Il faut attendre ce que décidera la Cour d’appel de Fort de France sur le sérieux de cette question pour voir si elle est transmise à la Cour de cassation, ou pas, la dite question devant en tout état de cause revenir devant la dite cour lors du pourvoi que sans aucun doute amènera la décision du juge du fond d’appel qui selon la plus grande probabilité, trouvera un nouveau moyen pour débouter les requérants.

Saisi dans le cadre du pourvoi, la Cour de cassation ne pourra alors que transmettre au Conseil constitutionnel la QPC relative à sa jurisprudence, ne pouvant en la matière être juge et partie sans violer l’article 6 de la CEDH et le principe du procès équitable consacré par l’ensemble des traités internationaux qui lient la France et ses juridictions nationales.
Pour l’heure la question n’est pas de cet ordre et concerne les conséquences juridiques qui peuvent être tirées de l’arrêt du 17 avril 2019 par lequel la cour suprême a rejeté le pourvoi.

Dans son arrêt, la Cour suprême motive sa décision par le motif suivant après avoir dit non sérieux les autres moyens qu’articule le pourvoi :
Citation "Mais attendu que l’arrêt retient à bon droit que les articles 211-1 et 212-1 du code pénal réprimant les crimes contre l’humanité, sont entrés en vigueur le Ier mars 1994 et ne peuvent s’appliquer aux faits antérieurs à cette date, en raison des principes de légalité des délits et des crimes et de la non rétroactivité de la loi pénale plus sévère.

Et attendu, qu’après avoir énoncé que la loi du 21 mai 2001 n’avait apporté aucune atténuation à ces principes et que l’action sur le fondement de l’article 1382, devenu 1240 du Code civil, de nature à engager la responsabilité de l’Etat indépendamment de toute qualification pénale des faits, était soumise à la fois à la prescription de l’ancien article 2262 du même code et à la déchéance des créances contre l’état prévue à l’article 9 de la loi du 29 janvier 183, devenu l’article Ier de la loi du 31 décembre 1968, la Cour d’appel a exactement décidé que cette action, en tant qu’elle portait sur des faits ayant pris fin en 1848 et malgré la suspension de la prescription jusqu’au jour où les victimes ou leurs ayants droits ont été en mesure d’agir, était prescrite en l’absence de démonstration d’un empêchement qui se serait prolongé durant plus de cent ans". 
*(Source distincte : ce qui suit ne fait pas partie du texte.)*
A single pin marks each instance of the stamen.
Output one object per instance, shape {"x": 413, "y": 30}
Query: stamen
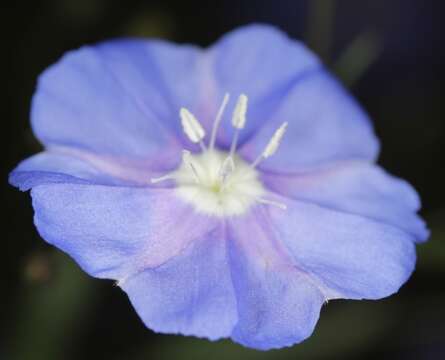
{"x": 271, "y": 202}
{"x": 192, "y": 128}
{"x": 187, "y": 159}
{"x": 238, "y": 120}
{"x": 227, "y": 168}
{"x": 218, "y": 120}
{"x": 272, "y": 146}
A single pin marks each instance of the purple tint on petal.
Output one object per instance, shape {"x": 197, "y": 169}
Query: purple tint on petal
{"x": 191, "y": 294}
{"x": 356, "y": 257}
{"x": 357, "y": 188}
{"x": 120, "y": 98}
{"x": 278, "y": 304}
{"x": 256, "y": 60}
{"x": 114, "y": 232}
{"x": 325, "y": 124}
{"x": 65, "y": 165}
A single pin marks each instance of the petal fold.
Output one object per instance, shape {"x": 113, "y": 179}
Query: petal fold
{"x": 192, "y": 294}
{"x": 357, "y": 188}
{"x": 356, "y": 257}
{"x": 278, "y": 304}
{"x": 114, "y": 232}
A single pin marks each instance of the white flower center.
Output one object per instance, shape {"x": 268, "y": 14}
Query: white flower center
{"x": 216, "y": 182}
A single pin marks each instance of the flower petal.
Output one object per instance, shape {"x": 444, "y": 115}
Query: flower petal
{"x": 119, "y": 98}
{"x": 355, "y": 257}
{"x": 191, "y": 294}
{"x": 114, "y": 232}
{"x": 357, "y": 188}
{"x": 325, "y": 125}
{"x": 278, "y": 304}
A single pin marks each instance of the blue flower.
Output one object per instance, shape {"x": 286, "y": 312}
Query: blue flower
{"x": 237, "y": 220}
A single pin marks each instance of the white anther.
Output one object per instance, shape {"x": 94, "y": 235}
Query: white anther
{"x": 187, "y": 159}
{"x": 191, "y": 126}
{"x": 218, "y": 120}
{"x": 227, "y": 168}
{"x": 239, "y": 114}
{"x": 272, "y": 145}
{"x": 271, "y": 202}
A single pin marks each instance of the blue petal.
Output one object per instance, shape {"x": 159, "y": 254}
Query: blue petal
{"x": 325, "y": 125}
{"x": 118, "y": 98}
{"x": 286, "y": 82}
{"x": 278, "y": 303}
{"x": 357, "y": 188}
{"x": 191, "y": 294}
{"x": 114, "y": 232}
{"x": 355, "y": 257}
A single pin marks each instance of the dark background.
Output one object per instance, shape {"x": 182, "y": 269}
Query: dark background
{"x": 390, "y": 54}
Cette motivation qui est le fondement du dispositif de l’arrêt et en fonde le principe dit, lorsqu’on donne attention à ce que juge la Cour et plus précisément ce qui en autorise l’énoncé, que les demandeurs ont effectivement un droit à réparation comme l’a constaté le juge du fond et un action en réparation contre l’Etat français.
La Haute cour ajoute que cependant il n’a pu être fait droit à leur prétention légitime et bien fondée faute par les demandeurs d’avoir démontré que le principe, invoqué à juste titre et défini à l’article 3 de la loi du 31 décembre 1968 sur la prescription des créances contre l’état ,pouvait après 1948 toujours s’ appliquer, comme l’a justement jugé le juge du fond qui reconnait qu’il y a eu suspension du cous de la prescription jusqu’en 1948.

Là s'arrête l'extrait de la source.